Al cuarto día después de la formación de EB, retire cuidadosamente 500 microlitros de medio sin alterar los EB y repita el recubrimiento de la matriz de la membrana basal como se demostró anteriormente. A continuación, añade 500 microlitros de medio de inducción neural de células madre pluripotentes sobre las células. Coloque la placa en una incubadora de celdas de 37 grados centígrados y 5% de dióxido de carbono.

En el día seis y ocho, realice un cambio de medio reemplazando cuidadosamente 500 microlitros de medio con 500 microlitros de medio de inducción neuronal fresco.
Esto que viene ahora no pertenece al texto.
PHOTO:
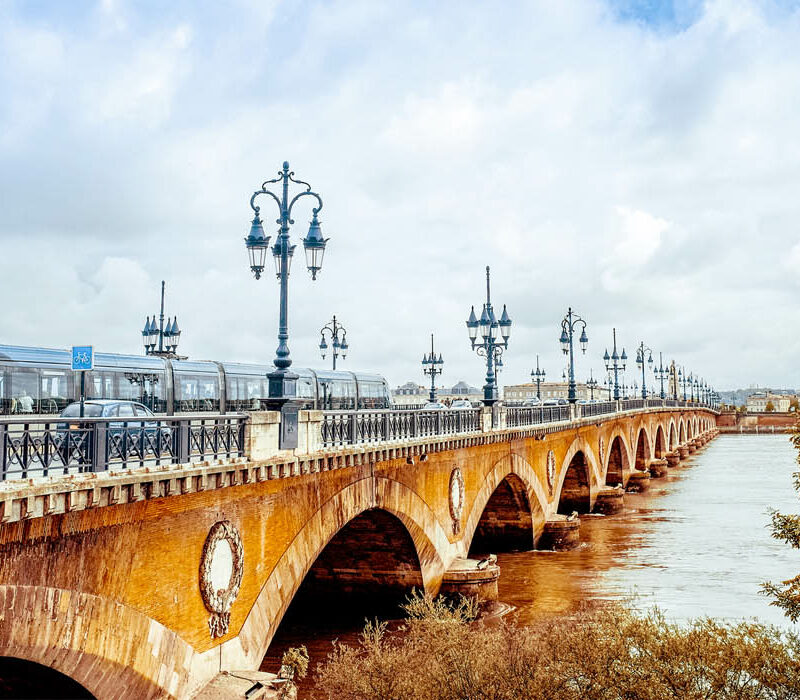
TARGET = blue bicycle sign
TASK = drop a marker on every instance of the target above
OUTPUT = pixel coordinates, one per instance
(82, 357)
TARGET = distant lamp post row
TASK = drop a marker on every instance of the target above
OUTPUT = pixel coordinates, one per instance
(538, 375)
(282, 382)
(494, 335)
(432, 366)
(158, 340)
(338, 337)
(644, 359)
(569, 324)
(615, 363)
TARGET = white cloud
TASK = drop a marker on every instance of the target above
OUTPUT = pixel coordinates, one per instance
(646, 178)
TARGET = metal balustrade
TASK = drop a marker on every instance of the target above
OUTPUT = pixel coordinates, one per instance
(46, 446)
(353, 427)
(597, 409)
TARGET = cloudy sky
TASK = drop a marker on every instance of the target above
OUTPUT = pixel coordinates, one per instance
(638, 160)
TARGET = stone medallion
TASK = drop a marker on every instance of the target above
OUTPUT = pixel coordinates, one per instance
(456, 498)
(221, 568)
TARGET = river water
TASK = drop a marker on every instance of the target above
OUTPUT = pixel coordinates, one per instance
(696, 544)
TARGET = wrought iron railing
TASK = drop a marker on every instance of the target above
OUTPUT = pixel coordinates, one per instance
(631, 404)
(352, 427)
(519, 416)
(45, 446)
(599, 408)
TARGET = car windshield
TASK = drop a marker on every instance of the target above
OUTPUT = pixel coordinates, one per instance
(90, 410)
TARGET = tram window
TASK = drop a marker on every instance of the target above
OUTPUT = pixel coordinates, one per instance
(25, 391)
(196, 392)
(56, 391)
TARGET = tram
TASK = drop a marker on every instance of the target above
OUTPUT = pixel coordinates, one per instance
(40, 381)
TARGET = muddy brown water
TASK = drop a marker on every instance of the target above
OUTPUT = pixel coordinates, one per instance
(696, 544)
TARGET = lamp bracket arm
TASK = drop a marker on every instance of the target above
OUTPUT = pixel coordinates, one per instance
(303, 194)
(255, 208)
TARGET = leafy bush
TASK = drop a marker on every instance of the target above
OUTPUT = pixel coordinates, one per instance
(440, 654)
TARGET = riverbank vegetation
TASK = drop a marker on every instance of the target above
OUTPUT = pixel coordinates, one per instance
(443, 653)
(786, 527)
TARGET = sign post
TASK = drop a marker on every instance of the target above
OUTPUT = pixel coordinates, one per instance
(82, 361)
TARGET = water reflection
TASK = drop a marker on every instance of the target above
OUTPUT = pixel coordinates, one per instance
(695, 544)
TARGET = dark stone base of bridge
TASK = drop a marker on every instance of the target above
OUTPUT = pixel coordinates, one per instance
(658, 468)
(638, 481)
(472, 578)
(610, 501)
(561, 533)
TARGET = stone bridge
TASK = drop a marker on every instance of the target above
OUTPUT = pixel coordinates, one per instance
(147, 583)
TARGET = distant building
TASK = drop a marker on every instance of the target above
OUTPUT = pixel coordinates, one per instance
(516, 393)
(409, 394)
(757, 403)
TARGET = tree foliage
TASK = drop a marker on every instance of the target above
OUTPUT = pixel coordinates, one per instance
(440, 654)
(786, 527)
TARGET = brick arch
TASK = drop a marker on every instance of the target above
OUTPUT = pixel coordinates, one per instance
(89, 639)
(645, 454)
(429, 538)
(672, 434)
(581, 445)
(512, 464)
(617, 432)
(660, 442)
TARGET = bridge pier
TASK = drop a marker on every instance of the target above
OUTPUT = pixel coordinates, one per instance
(561, 533)
(658, 468)
(638, 481)
(471, 578)
(610, 501)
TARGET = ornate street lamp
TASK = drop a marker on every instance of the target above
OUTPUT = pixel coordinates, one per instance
(282, 382)
(432, 366)
(159, 340)
(615, 363)
(661, 373)
(489, 345)
(644, 357)
(537, 375)
(338, 337)
(592, 384)
(568, 325)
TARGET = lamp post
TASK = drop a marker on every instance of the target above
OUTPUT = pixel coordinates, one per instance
(592, 384)
(338, 345)
(568, 326)
(432, 366)
(537, 375)
(661, 373)
(644, 357)
(489, 346)
(283, 382)
(157, 335)
(615, 363)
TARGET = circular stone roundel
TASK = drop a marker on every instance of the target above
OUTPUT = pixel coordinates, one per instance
(456, 498)
(221, 569)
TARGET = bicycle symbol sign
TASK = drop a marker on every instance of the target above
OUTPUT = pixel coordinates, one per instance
(82, 357)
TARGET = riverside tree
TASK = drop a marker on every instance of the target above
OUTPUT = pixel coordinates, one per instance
(786, 527)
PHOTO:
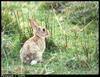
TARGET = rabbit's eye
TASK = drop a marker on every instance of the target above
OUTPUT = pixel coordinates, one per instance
(43, 29)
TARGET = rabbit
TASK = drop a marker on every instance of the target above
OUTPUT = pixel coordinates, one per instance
(33, 48)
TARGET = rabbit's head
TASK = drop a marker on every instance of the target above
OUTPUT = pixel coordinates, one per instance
(39, 31)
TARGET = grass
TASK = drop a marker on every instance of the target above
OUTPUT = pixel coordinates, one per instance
(70, 47)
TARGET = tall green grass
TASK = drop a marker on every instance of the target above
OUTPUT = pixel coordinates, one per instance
(72, 47)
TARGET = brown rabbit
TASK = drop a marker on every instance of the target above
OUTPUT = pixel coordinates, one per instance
(33, 48)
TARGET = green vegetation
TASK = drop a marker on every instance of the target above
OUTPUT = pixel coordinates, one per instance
(72, 47)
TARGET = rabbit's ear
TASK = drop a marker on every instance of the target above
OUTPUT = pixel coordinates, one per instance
(33, 24)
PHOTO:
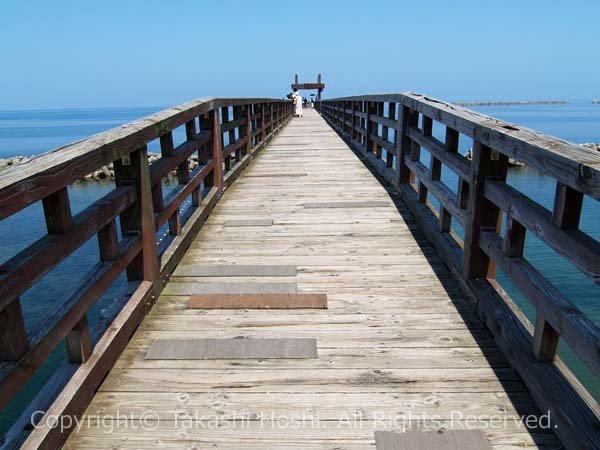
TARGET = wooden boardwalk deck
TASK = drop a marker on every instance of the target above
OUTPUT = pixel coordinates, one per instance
(398, 346)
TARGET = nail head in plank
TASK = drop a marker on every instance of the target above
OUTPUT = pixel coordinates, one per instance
(236, 270)
(258, 301)
(432, 440)
(346, 204)
(249, 223)
(236, 348)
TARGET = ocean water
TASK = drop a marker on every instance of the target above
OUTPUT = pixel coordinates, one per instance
(35, 131)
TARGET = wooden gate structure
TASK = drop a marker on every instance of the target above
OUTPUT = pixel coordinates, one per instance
(307, 173)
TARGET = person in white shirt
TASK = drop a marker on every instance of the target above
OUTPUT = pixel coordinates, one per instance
(297, 103)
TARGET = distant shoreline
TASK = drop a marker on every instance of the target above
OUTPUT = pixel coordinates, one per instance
(515, 103)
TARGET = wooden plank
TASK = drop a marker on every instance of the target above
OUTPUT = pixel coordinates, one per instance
(432, 440)
(243, 348)
(258, 301)
(79, 342)
(249, 223)
(576, 246)
(397, 327)
(57, 211)
(276, 174)
(371, 204)
(564, 161)
(230, 288)
(28, 183)
(236, 270)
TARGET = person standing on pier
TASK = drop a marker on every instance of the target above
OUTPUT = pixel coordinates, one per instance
(297, 98)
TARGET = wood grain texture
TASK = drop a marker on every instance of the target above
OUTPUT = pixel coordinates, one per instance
(397, 335)
(423, 440)
(258, 301)
(236, 270)
(242, 348)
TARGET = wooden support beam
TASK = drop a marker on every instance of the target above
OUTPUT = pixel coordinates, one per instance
(545, 340)
(406, 118)
(139, 217)
(217, 149)
(567, 207)
(415, 155)
(175, 223)
(79, 343)
(482, 214)
(248, 130)
(13, 335)
(389, 160)
(108, 242)
(190, 134)
(57, 211)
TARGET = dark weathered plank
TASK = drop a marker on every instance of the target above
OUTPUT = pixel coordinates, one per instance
(432, 440)
(258, 301)
(236, 270)
(242, 348)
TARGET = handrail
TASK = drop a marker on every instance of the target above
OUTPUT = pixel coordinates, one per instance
(138, 202)
(389, 131)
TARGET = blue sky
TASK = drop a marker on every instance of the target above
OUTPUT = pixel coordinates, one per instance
(63, 53)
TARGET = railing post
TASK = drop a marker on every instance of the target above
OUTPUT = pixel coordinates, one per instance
(368, 141)
(139, 217)
(389, 160)
(481, 214)
(407, 118)
(263, 125)
(217, 150)
(190, 135)
(230, 134)
(379, 108)
(57, 211)
(248, 130)
(353, 119)
(451, 146)
(566, 214)
(415, 155)
(13, 336)
(238, 114)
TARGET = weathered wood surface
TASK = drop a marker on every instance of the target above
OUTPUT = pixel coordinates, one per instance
(398, 338)
(418, 440)
(474, 247)
(240, 348)
(258, 301)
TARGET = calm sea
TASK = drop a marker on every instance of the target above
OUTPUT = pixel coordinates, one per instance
(34, 131)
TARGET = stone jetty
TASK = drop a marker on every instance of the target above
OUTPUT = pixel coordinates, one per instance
(105, 173)
(514, 103)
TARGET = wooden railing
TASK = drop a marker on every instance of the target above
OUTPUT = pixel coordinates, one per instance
(138, 202)
(390, 130)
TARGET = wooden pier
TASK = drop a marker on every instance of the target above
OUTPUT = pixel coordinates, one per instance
(416, 333)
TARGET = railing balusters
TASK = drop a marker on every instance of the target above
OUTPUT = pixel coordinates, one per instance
(483, 196)
(481, 212)
(407, 118)
(57, 211)
(217, 150)
(108, 242)
(137, 202)
(13, 335)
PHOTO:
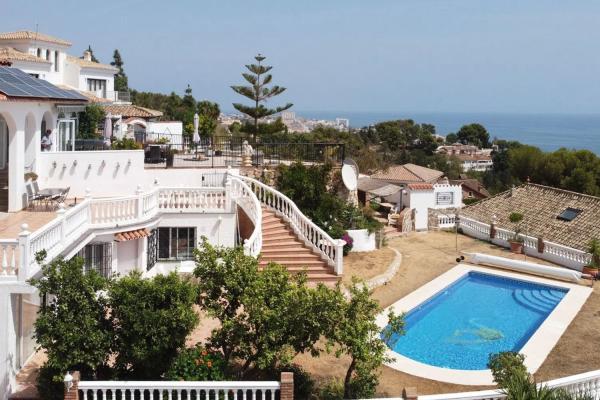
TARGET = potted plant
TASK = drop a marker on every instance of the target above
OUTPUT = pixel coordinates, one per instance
(516, 243)
(170, 156)
(594, 265)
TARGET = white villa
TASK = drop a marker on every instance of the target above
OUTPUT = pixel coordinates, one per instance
(119, 214)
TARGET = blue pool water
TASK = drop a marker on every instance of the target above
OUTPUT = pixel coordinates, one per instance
(477, 315)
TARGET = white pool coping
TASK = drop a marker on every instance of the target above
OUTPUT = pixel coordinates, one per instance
(535, 350)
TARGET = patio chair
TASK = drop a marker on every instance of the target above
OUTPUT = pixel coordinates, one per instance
(32, 196)
(61, 197)
(154, 155)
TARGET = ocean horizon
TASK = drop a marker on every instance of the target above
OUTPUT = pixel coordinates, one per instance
(549, 132)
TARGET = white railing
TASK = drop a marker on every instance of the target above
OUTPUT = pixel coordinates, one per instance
(330, 249)
(204, 198)
(8, 257)
(152, 390)
(446, 221)
(587, 383)
(554, 252)
(245, 198)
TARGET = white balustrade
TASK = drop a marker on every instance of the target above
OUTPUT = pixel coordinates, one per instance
(554, 252)
(157, 390)
(331, 249)
(446, 221)
(244, 197)
(192, 199)
(120, 210)
(8, 257)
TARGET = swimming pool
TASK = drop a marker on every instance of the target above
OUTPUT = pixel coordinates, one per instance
(475, 316)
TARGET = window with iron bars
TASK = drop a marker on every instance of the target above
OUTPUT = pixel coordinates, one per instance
(175, 244)
(98, 257)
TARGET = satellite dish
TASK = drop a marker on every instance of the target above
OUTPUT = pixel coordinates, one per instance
(353, 164)
(349, 176)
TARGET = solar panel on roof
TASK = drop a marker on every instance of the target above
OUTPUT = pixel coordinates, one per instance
(569, 214)
(16, 83)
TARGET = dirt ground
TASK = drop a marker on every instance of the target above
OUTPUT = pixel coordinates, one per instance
(424, 257)
(367, 265)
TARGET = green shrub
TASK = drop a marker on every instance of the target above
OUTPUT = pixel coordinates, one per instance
(332, 390)
(505, 366)
(197, 364)
(125, 144)
(49, 383)
(151, 319)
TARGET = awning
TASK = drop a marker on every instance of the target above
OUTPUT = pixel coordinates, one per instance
(131, 235)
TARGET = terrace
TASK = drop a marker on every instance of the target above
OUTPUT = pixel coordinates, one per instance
(425, 256)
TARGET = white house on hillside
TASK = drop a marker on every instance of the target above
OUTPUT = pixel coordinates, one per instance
(45, 57)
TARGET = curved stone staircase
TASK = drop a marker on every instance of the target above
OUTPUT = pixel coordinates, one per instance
(281, 245)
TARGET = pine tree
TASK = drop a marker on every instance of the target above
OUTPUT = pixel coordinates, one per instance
(94, 59)
(258, 92)
(121, 84)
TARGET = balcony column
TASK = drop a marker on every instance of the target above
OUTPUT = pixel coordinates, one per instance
(17, 196)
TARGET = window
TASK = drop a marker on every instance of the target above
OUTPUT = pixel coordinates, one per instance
(569, 214)
(98, 86)
(176, 243)
(98, 257)
(444, 198)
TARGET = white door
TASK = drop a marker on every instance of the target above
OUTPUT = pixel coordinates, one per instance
(3, 144)
(66, 135)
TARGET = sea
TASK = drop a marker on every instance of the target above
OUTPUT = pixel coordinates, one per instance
(547, 131)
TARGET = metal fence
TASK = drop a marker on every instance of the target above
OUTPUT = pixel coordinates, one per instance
(222, 151)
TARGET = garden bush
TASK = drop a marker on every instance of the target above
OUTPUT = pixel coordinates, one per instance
(197, 364)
Después de la incubación en los días 10, 12 y 14, realice un cambio de medio medio con medio de células madre neurales. El día 15, transfiera las esferas que contienen pocillos, junto con el medio, a una nueva placa de 12 pocillos tratada con solución de enjuague antiadherente.

Añadir 500 microlitros de medio de maduración neuronal sobre el cultivo. Durante la etapa de maduración, controle el medio en busca de signos de agotamiento de nutrientes, como un cambio de color. Si se observa un agotamiento de nutrientes, transfiera el organoide a una placa de seis pocillos.

El día 17, suplementar el medio de maduración con citoquinas durante seis días para facilitar la maduración microglial. Finalmente, el día 23, recolecta los organoides neuronales resultantes para su caracterización. Las mezclas de HPC e iPSC de alta calidad formaron EB en 24 horas, mostrando un crecimiento continuo y residuos mínimos.

Después de la transferencia a una nueva placa, EBS continuó creciendo hasta alcanzar una meseta en el medio de maduración.